Mr. McCain said Mr. DeLay should "take a deep breath, get a hold of himself, sit down and read my bill," because activities of Americans for Reform would be permitted, even "encouraged and protected" under the bill.

"Their activities demonstrate that outside groups can successfully engage in issue advocacy under McCain-Feingold. Even if this bill passes, I'm sure Tom will find a way to squeeze a few more millions out of the system," Mr. McCain said in a statement issued by spokeswoman Rebecca Hanks.

Mr. McCain did not respond to inquiries about his role with Mr. Opinsky and Common Cause in organizing Americans for Reform.

McCain-Feingold would not bar the Americans for Reform ads only because the bill bans issue ads in the months before a federal election. It does not affect advocacy on the eve of Senate votes a distinction McCain-Feingold opponents called meaningless.

Patrick Basham, a senior fellow in U.S. politics at the libertarian Cato Institute, said, "A group dedicated to eliminating the influence of paid advertising by independent groups close to an election on the disingenuous grounds that these allegedly unaccountable outside forces may influence voters to the detriment of one or even both of the major-party candidates is buying expensive television time in the final days before a series of key Senate votes in an explicit attempt to influence 100 senators and their constituents back home into voting for a particular piece of legislation."

Common Cause's outside general counsel and lobbyist, Don Simon, worked alongside Mr. McCain all last week on Capitol Hill on behalf of the bill, along with lobbyists of other groups affiliated with Americans for Reform.

Mr. Simon, who was in meetings on McCain-Feingold with senators and lobbyists in the Capitol Friday, did not respond to inquiries.

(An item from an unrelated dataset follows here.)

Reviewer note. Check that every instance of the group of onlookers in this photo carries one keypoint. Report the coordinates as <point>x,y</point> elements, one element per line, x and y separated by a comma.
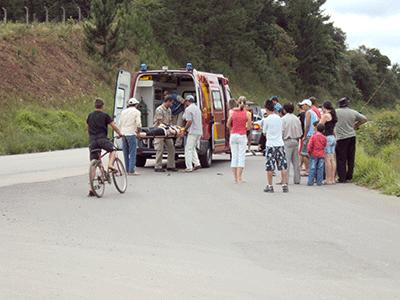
<point>173,111</point>
<point>318,143</point>
<point>321,141</point>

Americans for Reform is a "who's who" of liberal advocacy groups, including the Children's Defense Fund, Consumer Federation of America, Friends of the Earth, National Council of Churches, Public Citizen, Sierra Club and the League of Women Voters as well as Mr. McCain's own national political action group, Straight Talk America.

Common Cause defended its role in organizing Americans for Reform and financing the ads, saying it "is not only completely legal under current law, but it would be completely legal under McCain-Feingold as well."

The statement issued by Scott Harshbarger, Common Cause president, continued: "Soft money, by definition, is money contributed to the political parties, which in turn spend the money on federal campaigns in order to evade federal campaign finance laws."

Mr. Harshbarger called Mr. DeLay's criticisms "laughable, especially when considering the DeLay record on money in politics, which is decidedly unimpressive."

The organization's Web site says Common Cause is "administrative agent" for the campaign on behalf of McCain-Feingold. Contributions are not tax deductible and the group does not take money from corporations, unions or foreign nationals, the Web site says.

Mr. Basham said he saw great irony in the behind-the-scenes actions of Americans for Reform.

"Nowadays, campaign reformers of all stripes never fail to stress the importance of the full disclosure of the source of the contributions," which Mr. McCain and Americans for Reform did not do until pressed by media, he said.

The group even failed to disclose the cost of the campaign when it publicly previewed the ads in Mr. McCain's Senate hearing room, he said.

Friday, Common Cause spokesman Jeff Cronin said the costs of development and air time for the ads was about $100,000. Common Cause has not disclosed its own monetary contribution to the activities of Americans for Reform.